I could not see $|H(\kappa)| > 2^{<\kappa}$.
It is a question in Kunen book. The other part is answered, this part may be clear but I could not see.
Also, $2^{<\kappa}$ is not clear for me. Is it a set of functions which from $\kappa$ to 2?
I could not see $|H(\kappa)| > 2^{<\kappa}$.
It is a question in Kunen book. The other part is answered, this part may be clear but I could not see.
Also, $2^{<\kappa}$ is not clear for me. Is it a set of functions which from $\kappa$ to 2?
Firstly, $\displaystyle 2^{<\kappa}=\bigcup_{\lambda<\kappa}2^\lambda$.
Secondly, the set $H(\kappa)$ is the set of all elements whose transitive closure is of cardinality less than $\kappa$.
Note that $V(\kappa)=H(\kappa)$ if and only if $\kappa=\omega$ or $\kappa$ is inaccessible.
The claim, however, is not true in the countable case, as $H(\kappa)=V(\kappa)$ which is a countable set, and $2^{<\omega}$ is all the finite subsets of $\omega$, which is once again countable. (This is true in the strongly inaccessible case as well, however this claim is stronger than one can prove in ZFC, as the existence inaccessible cardinals cannot be proved in ZFC)
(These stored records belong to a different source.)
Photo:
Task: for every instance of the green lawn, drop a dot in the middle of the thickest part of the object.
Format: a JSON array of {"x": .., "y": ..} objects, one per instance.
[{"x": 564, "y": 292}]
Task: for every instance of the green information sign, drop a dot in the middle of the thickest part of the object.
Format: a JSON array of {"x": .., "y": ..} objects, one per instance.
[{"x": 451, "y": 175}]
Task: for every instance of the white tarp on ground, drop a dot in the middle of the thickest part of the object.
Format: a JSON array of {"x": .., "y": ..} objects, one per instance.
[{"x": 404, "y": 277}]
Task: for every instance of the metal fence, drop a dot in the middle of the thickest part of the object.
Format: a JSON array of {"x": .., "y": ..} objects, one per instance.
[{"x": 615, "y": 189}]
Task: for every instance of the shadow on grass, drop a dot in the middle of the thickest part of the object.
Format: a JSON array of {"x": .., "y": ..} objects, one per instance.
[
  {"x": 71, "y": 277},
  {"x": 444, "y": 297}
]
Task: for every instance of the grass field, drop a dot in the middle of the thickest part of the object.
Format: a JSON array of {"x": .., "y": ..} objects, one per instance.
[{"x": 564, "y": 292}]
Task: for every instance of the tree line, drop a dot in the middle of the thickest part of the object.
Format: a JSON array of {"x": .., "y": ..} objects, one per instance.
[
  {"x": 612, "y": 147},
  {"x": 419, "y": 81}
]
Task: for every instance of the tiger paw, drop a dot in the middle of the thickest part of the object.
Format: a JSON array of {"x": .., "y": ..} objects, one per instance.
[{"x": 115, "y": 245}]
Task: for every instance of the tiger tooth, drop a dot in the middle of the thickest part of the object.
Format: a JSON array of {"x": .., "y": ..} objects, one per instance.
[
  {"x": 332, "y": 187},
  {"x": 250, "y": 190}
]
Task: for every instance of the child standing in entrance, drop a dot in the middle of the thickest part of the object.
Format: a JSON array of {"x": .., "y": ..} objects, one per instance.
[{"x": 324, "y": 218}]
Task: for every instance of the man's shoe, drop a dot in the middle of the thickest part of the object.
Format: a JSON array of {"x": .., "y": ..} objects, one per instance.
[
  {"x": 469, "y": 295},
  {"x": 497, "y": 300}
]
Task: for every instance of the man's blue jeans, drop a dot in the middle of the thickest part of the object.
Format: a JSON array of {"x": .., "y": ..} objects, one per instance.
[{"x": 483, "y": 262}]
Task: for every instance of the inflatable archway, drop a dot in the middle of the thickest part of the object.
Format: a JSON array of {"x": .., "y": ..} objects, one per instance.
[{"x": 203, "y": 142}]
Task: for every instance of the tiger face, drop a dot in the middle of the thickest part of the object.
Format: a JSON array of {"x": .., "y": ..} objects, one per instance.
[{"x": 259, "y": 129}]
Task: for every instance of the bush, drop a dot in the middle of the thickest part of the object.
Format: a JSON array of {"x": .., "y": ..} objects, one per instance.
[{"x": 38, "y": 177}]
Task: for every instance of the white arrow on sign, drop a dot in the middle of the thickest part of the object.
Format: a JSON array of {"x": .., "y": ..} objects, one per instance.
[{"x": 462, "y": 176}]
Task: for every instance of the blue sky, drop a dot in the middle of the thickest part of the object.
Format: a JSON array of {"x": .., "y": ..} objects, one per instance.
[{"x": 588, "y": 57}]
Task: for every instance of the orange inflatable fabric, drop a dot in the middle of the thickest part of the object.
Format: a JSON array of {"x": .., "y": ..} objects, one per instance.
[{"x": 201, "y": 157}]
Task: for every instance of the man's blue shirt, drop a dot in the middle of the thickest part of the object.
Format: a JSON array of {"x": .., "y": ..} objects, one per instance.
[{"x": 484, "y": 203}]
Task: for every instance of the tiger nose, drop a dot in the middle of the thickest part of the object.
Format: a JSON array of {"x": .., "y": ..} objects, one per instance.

Note that if $A\in H(\kappa)$ then every subset of $A$ is also in $H(\kappa)$, i.e. $\mathcal P(A)\subseteq H(\kappa)$.
Therefore for every ordinal $\alpha<\kappa$ we have that $\mathcal P(\alpha)\subseteq H(\kappa)$
Therefore we have that $\displaystyle 2^{<\kappa} = \bigcup_{\alpha<\kappa}\mathcal P(\alpha)\subseteq H(\kappa)$, as needed.
A very minor addition:
The set $2^A$ is the same as $\mathcal P(A)$ by the function which takes $f\in 2^A$ to the set $\{x\in A\mid f(x)=1\}$, the fact that this is a bijection is left as an exercise.
Also Kunen uses the notation $R(\kappa)$ for the sets of rank $<\kappa$, where it is also standard to use $V_\kappa$ for the same set.
You probably mean $\geq$ rather than $>$ and by "The other part is answered" I assume you mean this question.
First of all $2^{<\kappa}$ is used to denote the set $\bigcup_{\lambda<\kappa}2^\lambda$. Now the answer is fairly trivial since every ordinal less than $\kappa$ is in $H(\kappa)$ and thus each of its subsets is in $H(\kappa)$.